AMD has discontinued its proprietary AMDVLK Vulkan driver for Linux, shifting focus entirely to the open-source RADV driver. New benchmarks reveal how the latest RADV stacks up against the final AMDVLK release, particularly in ray-tracing performance. Tests were conducted on recent Radeon graphics cards to mark the end of AMDVLK development.
In a significant move for Linux graphics support, AMD halted development of its proprietary AMDVLK driver in May 2025, opting instead to concentrate resources on the Mesa-based RADV driver. This decision aligns with long-standing preferences among Linux enthusiasts and gamers, who have favored the open-source RadeonSI and RADV combination for its reliability and performance gains in recent years.

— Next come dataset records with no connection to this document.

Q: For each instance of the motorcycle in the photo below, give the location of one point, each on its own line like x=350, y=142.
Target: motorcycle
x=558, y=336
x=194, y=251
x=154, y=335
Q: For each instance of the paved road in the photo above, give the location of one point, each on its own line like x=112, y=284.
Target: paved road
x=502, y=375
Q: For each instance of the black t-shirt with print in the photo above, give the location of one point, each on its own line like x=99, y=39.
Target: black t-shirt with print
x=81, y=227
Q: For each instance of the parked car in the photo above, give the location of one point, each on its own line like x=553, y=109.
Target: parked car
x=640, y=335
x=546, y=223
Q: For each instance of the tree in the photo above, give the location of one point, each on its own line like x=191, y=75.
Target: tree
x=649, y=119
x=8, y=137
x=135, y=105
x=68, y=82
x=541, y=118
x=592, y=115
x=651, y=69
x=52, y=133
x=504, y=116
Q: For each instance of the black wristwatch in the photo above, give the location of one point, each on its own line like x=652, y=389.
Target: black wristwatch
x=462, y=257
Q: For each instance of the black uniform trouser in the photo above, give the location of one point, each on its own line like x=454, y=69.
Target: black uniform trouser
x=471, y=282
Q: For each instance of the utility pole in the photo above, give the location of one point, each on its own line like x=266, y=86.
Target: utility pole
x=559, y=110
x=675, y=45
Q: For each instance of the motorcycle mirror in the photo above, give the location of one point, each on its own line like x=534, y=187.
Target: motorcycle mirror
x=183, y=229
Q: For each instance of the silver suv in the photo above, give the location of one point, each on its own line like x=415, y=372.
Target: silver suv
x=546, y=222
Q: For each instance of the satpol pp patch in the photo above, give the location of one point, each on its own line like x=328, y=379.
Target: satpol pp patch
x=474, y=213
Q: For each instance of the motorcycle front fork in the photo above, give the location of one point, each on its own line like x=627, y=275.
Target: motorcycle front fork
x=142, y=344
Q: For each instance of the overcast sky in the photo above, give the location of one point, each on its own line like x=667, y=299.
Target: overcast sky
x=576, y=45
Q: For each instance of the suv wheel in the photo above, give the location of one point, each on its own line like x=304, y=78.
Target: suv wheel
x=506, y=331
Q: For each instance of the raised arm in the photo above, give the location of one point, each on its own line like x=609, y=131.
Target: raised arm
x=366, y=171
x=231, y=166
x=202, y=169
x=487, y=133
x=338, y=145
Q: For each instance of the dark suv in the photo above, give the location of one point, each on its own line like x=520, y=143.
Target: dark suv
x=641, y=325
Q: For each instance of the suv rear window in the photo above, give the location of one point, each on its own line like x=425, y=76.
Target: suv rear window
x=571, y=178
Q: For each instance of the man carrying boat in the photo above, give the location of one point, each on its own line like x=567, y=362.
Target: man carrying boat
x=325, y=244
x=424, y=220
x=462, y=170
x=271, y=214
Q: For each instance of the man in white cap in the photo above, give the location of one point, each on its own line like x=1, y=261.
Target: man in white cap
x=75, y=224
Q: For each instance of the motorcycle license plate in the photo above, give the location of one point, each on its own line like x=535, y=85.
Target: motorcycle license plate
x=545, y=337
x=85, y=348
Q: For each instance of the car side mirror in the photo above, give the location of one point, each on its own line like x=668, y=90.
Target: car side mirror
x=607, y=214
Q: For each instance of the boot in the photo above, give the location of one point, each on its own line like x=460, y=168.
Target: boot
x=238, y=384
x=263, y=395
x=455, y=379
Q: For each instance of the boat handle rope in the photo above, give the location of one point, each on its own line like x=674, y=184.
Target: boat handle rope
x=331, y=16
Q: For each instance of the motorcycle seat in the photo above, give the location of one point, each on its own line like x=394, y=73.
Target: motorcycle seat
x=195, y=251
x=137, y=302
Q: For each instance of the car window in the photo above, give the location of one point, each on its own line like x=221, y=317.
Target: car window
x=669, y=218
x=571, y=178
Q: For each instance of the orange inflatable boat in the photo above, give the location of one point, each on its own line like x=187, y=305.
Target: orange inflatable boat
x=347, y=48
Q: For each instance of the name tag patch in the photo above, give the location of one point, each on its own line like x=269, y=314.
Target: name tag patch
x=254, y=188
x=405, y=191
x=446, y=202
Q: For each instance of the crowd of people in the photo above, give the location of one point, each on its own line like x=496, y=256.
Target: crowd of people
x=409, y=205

The shift comes after years of AMD maintaining both proprietary and open-source options in its Radeon Software for Linux packages. Previously, AMDVLK held an edge in certain areas, notably Vulkan ray-tracing, but RADV has closed that gap substantially throughout 2025. To provide a conclusive comparison, benchmarks were run using the Radeon RX 9070 and RX 9070 XT graphics cards—the last models supported by AMDVLK.
The testing setup featured the final AMDVLK 2025.Q2.1 release pitted against RADV from Mesa 26.0-devel, dated December 20, 2025. These were executed on a system powered by the Ryzen 9 9950X3D processor, running Ubuntu 25.10 with the Linux 6.18 kernel. A range of Vulkan graphics and compute workloads was evaluated to assess performance differences across these high-end GPUs.
This end-of-year evaluation underscores RADV's maturation as AMD's primary Vulkan solution for Linux, potentially benefiting workstation and gaming applications moving forward. While specific benchmark results highlight RADV's improvements, the discontinuation of AMDVLK signals a full embrace of open-source development in AMD's Linux ecosystem.